All I can tell you is I stole ideas from every boatbuilder I came across to build the boat Majek, Haynie, Shoalwater, Trans, Marshall, Shallowsport, Simmons, ect.... h:


----------



## FishAfrica

BEMM needs to build a 22-24ft cat next!


----------



## jeff.w

FishAfrica said:


> BEMM needs to build a 22-24ft cat next!


They could call it the Challow Esport El Gato


----------



## kitty cat patrol

Lol haters gonna hate


----------



## Kyle 1974

I'm not being sarcastic... I really have no tolerance for intellectual theft. If 35 different boat manufacturers are doing it, it still doesn't make it right. 

Everyone knows what the xtreme looks like and where it started. Everyone knows what the shallowsport hull looks like and where it started. 

The only reason that the companies like Majek and shallowsport aren't going after them is because it will cost more in legal fees to prosecute them than they could recover for the design theft. It's theft... it's not borrowing ideas, it's theft. No different than a crack head stealing copper wire from a construction site.


----------



## texasa&m09

It all comes down to past experience and preference. you can bash each other all day......Just run what suits you......Nothing wrong with saving money on a boat that does the same thing as a top of the line boat.


----------



## Kyle 1974

no nothing wrong at all...

I think I'm going to set up a business and start making some of these. What could possibly be wrong with making something cheaper, that does the same thing as the original?


----------



## devil1824

I really love boat threads.


----------



## texasa&m09

Showing those true colors, you’re telling me everything you own is original? Your Avatar is proof of a stolen idea and tradition (which is probably a t-shirt you own). You can alter a product and make it better and cheaper….. You think anyone ever altered the Model T to make it better or cheaper? Everyone should stop buying Deere, Komatsu, Case Crawler Dozers, Cat designed track type machines so only buy from them!


----------



## Kyle 1974

texasa&m09 said:


> Showing those true colors, you're telling me everything you own is original? Your Avatar is proof of a stolen idea and tradition (which is probably a t-shirt you own). You can alter a product and make it better and cheaper&#8230;.. You think anyone ever altered the Model T to make it better or cheaper? Everyone should stop buying Deere, Komatsu, Case Crawler Dozers, Cat designed track type machines so only buy from them!

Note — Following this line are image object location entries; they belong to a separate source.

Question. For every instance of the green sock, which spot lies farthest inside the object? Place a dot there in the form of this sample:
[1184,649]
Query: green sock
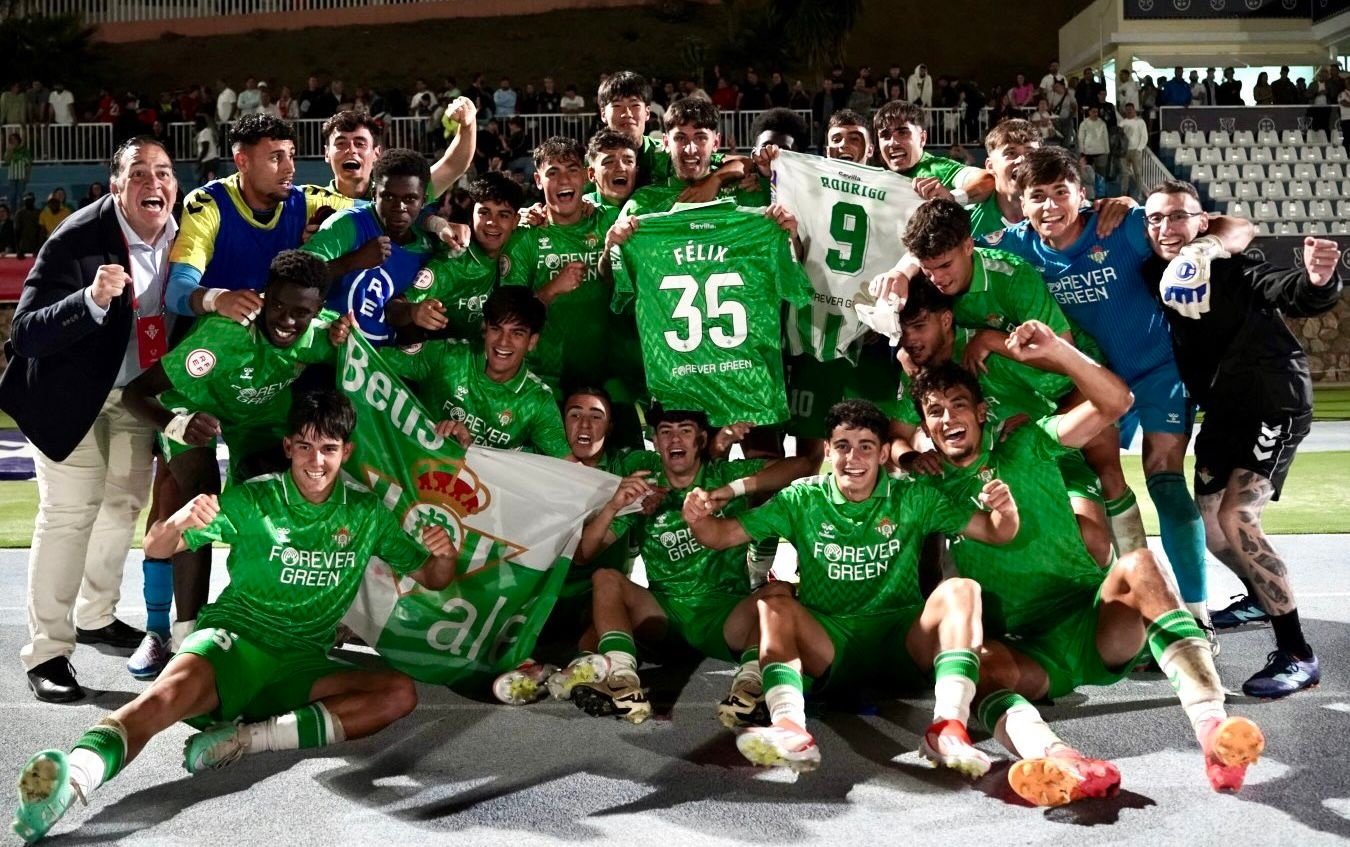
[955,674]
[618,647]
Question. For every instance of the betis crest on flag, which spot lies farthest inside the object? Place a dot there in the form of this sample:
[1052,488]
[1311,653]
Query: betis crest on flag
[515,519]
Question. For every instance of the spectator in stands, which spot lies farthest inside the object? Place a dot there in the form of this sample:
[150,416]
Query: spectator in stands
[18,160]
[918,88]
[504,99]
[14,107]
[1284,91]
[1136,139]
[1022,95]
[1175,91]
[1095,141]
[226,101]
[93,192]
[1050,79]
[548,100]
[1261,92]
[1230,91]
[61,106]
[29,226]
[53,212]
[207,149]
[250,97]
[779,93]
[8,235]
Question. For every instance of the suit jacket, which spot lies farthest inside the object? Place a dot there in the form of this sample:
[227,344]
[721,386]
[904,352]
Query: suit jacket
[62,362]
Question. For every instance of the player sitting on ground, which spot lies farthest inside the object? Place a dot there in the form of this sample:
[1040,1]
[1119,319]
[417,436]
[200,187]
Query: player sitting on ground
[234,227]
[1063,620]
[899,143]
[695,596]
[1010,389]
[859,615]
[483,389]
[1250,376]
[234,381]
[447,299]
[300,542]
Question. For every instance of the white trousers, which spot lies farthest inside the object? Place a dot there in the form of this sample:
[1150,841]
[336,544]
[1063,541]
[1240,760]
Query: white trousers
[88,507]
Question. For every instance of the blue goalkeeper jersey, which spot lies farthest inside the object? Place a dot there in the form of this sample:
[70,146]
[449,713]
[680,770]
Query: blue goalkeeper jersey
[1100,287]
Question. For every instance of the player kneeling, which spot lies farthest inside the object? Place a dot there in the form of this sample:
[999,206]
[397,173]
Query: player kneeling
[255,676]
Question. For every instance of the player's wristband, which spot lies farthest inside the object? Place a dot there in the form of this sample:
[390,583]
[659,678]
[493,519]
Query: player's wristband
[208,300]
[177,428]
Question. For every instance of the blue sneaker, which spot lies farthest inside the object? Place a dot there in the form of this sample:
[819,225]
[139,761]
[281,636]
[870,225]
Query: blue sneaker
[1244,609]
[150,657]
[1283,676]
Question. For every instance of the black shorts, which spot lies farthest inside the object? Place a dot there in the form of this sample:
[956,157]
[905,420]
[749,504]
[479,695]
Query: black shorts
[1261,442]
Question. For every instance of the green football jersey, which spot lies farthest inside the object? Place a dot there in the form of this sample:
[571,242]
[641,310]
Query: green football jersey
[1030,582]
[938,166]
[294,566]
[234,373]
[709,284]
[462,284]
[856,558]
[516,415]
[1010,388]
[675,562]
[575,343]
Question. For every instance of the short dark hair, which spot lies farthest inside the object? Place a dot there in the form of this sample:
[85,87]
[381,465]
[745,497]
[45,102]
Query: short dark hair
[559,149]
[609,139]
[132,143]
[697,111]
[326,412]
[785,122]
[925,297]
[857,415]
[251,129]
[515,303]
[623,84]
[941,378]
[497,187]
[897,112]
[347,120]
[1046,166]
[672,416]
[301,269]
[1173,187]
[401,162]
[1011,131]
[936,227]
[847,118]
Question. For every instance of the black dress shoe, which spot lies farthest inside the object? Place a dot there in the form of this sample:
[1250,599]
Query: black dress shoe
[115,635]
[54,681]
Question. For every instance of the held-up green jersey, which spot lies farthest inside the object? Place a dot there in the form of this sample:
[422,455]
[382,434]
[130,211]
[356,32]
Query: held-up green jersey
[294,566]
[708,284]
[856,558]
[575,343]
[516,415]
[677,563]
[462,284]
[1045,572]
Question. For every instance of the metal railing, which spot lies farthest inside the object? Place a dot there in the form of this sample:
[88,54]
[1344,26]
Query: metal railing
[127,11]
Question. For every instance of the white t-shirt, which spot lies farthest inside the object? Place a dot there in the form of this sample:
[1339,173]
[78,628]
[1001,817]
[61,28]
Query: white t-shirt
[226,104]
[62,104]
[207,137]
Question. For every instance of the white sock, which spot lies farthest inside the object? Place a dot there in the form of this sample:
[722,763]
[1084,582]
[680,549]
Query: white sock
[1190,665]
[87,769]
[1025,732]
[787,703]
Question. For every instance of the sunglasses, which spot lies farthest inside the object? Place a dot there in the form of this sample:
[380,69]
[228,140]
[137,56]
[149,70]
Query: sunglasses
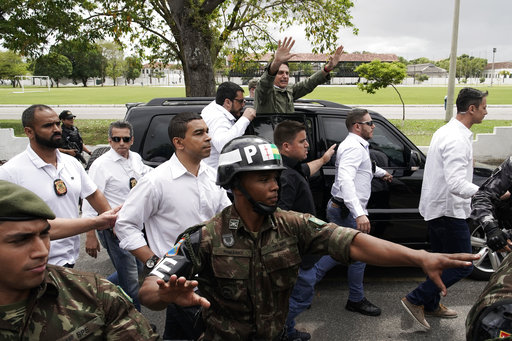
[368,123]
[125,139]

there's a major difference in my avatar... I'm not making any money off it.

laws in the country protect intellectual property, through patents and prior art. So actually... you can't legally alter a product to make it better if you're using technology stolen from that original design and selling a new product at profit.

that was probably covered in a course you had at A&M, but you were more concerned with screaming "saw em off" instead.


----------



## texasa&m09

Someone is making money off of it. It has to have a Patten and be exactly coppied, this Hull does not have one. Did not mean to steal the thread, Nice Boat looks Good!


----------



## Stuart

texasa&m09 said:


> It has to have a Patten and be exactly coppied,


That is incorrect


----------



## texasa&m09

you get what im trying to say, i did not go to law school.


----------



## kitty cat patrol

lol you guys are funny specially kyle. which is what I'd expect from him all he does is bash on every thread anyways. get off your computer and go take your ocean kayak out


----------



## Kyle 1974

kitty cat patrol said:


> lol you guys are funny specially kyle. which is what I'd expect from him all he does is bash on every thread anyways. get off your computer and go take your ocean kayak out


 Don't get your panties in a knot because you didn't buy a real shallowsport.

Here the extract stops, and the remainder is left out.